To continue with Yancey’s post on seasons of life, this weekend didn’t quite go as planned and our season of life smacked me right in the face. As a father of 5 and a sales rep who already drives a lot over the road, I admit I’m not a huge fan of driving all over the place when I am home. But this is the season of our life: where all of our kids have activities making family planning really tough & typically revolves around running people everywhere. This weekend was supposed to be a good family weekend with my oldest son Seth before he heads back to school after spring break. We still had family time but it was rushed with all the activites. Seth had a good attitude, but I will admit my frustration was starting to build.

My focus was wrong as it was on MY expectations and my circumstances versus leaning on the Lord and being a fluid servant leader. The Lord addressed this in multiple ways:

James 1:2-5:2Consider it pure joy, my brothers and sisters, a whenever you face trials of many kinds,3because you know that the testing of your faith produces perseverance. 4Let perseverance finish its work so that you may be mature and complete, not lacking anything. 5If any of you lacks wisdom, you should ask God, who gives generously to all without finding fault, and it will be given to you. 

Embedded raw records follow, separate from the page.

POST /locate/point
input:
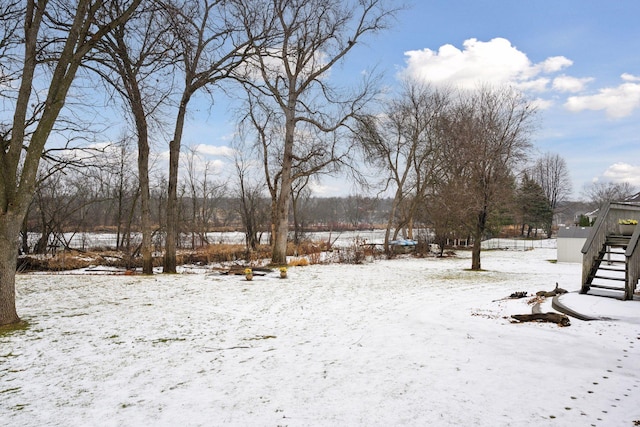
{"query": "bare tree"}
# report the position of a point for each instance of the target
(403, 143)
(552, 174)
(250, 204)
(133, 61)
(209, 48)
(68, 31)
(487, 138)
(288, 78)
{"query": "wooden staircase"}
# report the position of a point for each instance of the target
(611, 261)
(608, 270)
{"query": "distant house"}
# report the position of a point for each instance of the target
(570, 243)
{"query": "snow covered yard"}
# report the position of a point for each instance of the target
(409, 342)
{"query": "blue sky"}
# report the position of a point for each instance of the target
(579, 61)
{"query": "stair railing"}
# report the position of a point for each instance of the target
(594, 243)
(632, 258)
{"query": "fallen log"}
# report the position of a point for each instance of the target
(553, 293)
(559, 319)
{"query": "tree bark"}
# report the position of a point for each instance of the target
(281, 221)
(9, 244)
(170, 249)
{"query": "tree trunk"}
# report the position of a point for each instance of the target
(9, 230)
(477, 239)
(145, 209)
(281, 220)
(172, 192)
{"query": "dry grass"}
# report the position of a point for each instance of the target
(302, 254)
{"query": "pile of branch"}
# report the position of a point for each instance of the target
(559, 319)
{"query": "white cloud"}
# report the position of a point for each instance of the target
(542, 104)
(624, 172)
(495, 62)
(565, 83)
(630, 77)
(618, 102)
(214, 150)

Then my Dad came over for a visit. My Dad is 75 and was diagnosed recently with prostate cancer. Thankfully they caught it early, but he still has to go through radiation for 8 weeks starting today. 5 days a week for 8 weeks. Was my Dad frustrated, downcast, worried, upset? No. My Dad knows its in the Lord’s hands and the Lord will get him through it one way or the other.

One thing I have learned with my Dad, he is the stereo typical little guy you do not want to underestimate. He is my height at 5’6″. He is not heavy or skinny. He is a lover and a fighter and one of the toughest guys I know having gone through not 1 but 2 heart valve replacement surgeries, and hernia surgeries. Yet at 75 he still loves to bowl and golf.

This Saturday he and I just talked. And I was so thankful for our conversation and his attitude. I love my Dad and I ask for your prayers that his radiation therapy goes without any issues or side affects. Pray that He has his eyes fixed on the Lord still and not his circumstances.

Which is when the Lord brought this verse to my mind this morning after I reflected over the weekend. It is the passage in Hebrews right after chapter 11 (which is often called the Hall of Faith for all the broken OT heros named who lived by faith). It is also a reminder of what Jesus faced during this season as He approached the cross.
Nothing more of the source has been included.